A grid for deriving the most likely hidden values from a series of observations. For our purpose, the observations are Bopomofo readings, and the hidden values are the actual Mandarin words. This can also be used for segmentation: in that case, the observations are Mandarin words, and the hidden values are the most likely groupings.

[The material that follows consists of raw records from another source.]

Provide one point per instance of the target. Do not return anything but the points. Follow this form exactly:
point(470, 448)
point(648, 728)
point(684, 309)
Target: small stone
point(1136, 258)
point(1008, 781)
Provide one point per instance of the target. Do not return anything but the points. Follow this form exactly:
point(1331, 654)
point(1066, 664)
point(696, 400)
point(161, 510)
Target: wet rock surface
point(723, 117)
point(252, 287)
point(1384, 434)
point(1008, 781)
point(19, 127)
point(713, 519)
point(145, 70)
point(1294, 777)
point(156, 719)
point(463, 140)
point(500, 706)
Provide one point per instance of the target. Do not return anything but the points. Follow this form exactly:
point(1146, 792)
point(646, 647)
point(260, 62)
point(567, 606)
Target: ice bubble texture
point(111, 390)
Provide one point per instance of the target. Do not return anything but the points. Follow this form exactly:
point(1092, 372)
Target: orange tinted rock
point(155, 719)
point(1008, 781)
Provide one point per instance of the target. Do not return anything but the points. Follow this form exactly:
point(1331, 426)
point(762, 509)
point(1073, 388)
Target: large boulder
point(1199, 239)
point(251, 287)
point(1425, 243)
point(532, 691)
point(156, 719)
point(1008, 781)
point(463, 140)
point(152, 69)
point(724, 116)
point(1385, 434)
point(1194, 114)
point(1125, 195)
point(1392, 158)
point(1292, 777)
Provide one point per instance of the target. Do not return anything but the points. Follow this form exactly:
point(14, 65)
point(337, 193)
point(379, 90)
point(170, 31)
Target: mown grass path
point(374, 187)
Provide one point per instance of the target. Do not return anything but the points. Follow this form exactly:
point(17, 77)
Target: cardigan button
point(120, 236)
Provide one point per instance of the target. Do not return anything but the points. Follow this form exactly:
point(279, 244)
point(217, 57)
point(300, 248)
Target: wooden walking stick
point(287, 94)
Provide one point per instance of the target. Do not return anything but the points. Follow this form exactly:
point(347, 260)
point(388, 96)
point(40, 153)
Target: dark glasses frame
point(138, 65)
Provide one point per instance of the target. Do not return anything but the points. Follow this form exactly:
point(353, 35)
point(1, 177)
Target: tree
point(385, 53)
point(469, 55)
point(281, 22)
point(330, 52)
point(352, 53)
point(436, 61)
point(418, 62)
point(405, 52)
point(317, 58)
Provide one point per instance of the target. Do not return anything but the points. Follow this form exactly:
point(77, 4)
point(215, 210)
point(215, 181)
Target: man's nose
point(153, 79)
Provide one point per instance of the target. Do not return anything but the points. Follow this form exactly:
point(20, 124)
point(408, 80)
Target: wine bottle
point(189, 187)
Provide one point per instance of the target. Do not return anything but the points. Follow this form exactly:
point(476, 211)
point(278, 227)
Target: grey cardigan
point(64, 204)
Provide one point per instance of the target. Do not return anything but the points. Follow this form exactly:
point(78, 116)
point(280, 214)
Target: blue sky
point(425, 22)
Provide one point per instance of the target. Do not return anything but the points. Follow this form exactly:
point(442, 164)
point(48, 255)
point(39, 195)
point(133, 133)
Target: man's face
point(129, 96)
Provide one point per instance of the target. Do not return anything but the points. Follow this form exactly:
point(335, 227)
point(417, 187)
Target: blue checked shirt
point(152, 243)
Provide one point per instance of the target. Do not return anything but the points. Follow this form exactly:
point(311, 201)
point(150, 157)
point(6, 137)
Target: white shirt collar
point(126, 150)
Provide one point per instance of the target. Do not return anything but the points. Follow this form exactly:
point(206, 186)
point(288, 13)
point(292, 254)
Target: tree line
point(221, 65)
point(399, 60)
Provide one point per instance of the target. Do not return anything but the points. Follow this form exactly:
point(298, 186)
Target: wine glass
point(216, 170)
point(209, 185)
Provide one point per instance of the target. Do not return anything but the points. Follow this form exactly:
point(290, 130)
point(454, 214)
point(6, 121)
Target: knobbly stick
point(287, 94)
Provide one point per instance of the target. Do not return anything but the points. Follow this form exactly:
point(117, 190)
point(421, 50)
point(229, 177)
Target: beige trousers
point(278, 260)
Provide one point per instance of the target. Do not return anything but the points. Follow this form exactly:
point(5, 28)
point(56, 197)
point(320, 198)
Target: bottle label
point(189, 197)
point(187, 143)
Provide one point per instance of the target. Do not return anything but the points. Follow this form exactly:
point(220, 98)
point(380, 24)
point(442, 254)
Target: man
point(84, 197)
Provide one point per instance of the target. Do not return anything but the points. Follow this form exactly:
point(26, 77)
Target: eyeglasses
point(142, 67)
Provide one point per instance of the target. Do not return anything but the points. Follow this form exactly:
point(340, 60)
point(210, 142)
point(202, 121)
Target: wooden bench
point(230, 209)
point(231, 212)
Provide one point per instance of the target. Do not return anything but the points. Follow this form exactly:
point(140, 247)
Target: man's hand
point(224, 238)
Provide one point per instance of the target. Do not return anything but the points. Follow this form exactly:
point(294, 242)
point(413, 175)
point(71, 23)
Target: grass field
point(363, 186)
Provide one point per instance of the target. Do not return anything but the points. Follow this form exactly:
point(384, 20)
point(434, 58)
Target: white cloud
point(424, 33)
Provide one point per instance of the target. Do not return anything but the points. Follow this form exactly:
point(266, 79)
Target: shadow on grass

While we use the terminology from hidden Markov model (HMM), the actual implementation is a much simpler Bayesian inference, since the underlying language model consists of only unigrams. Once we have put all plausible unigrams as nodes on the grid, a simple DAG shortest-path walk will give us the maximum likelihood estimation (MLE) for the hidden values.

Constructors

Properties

kDefaultSeparator: string = "-"
kMaximumSpanLength: number = 6

Accessors

Methods

  • Returns all candidate values at the location. If spans are not empty and loc is at the end of the spans, (loc - 1) is used, so that the caller does not have to care about this boundary condition.

    Parameters

    • loc: number

    Returns Candidate[]

  • Delete the reading after the cursor, like Del. Cursor is unmoved.

    Returns boolean

  • Delete the reading before the cursor, like Backspace. Cursor will decrement by one.

    Returns boolean

  • Adds weight to the node with the unigram that has the designated candidate value and applies the desired override type, essentially resulting in user override. An overridden node would influence the grid walk to favor walking through it.

    Parameters

    Returns boolean

  • Same as the method above, but since the string candidate value is used, if there are multiple nodes (of different spanning length) that have the same unigram value, it's not guaranteed which node will be selected.

    Parameters

    • loc: number
    • candidate: string
    • overrideType: OverrideType = OverrideType.kOverrideValueWithHighScore

    Returns boolean

  • Find the weightiest path in the grid graph. The path represents the most likely hidden chain of events from the observations. We use the DAG-SHORTEST-PATHS algorithm in Cormen et al. 2001 to compute such path. Instead of computing the path with the shortest distance, though, we compute the path with the longest distance (so the weightiest), since with log probability a larger value means a larger probability. The algorithm runs in O(|V| + |E|) time for G = (V, E) where G is a DAG. This means the walk is fairly economical even when the grid is large.

    Returns WalkResult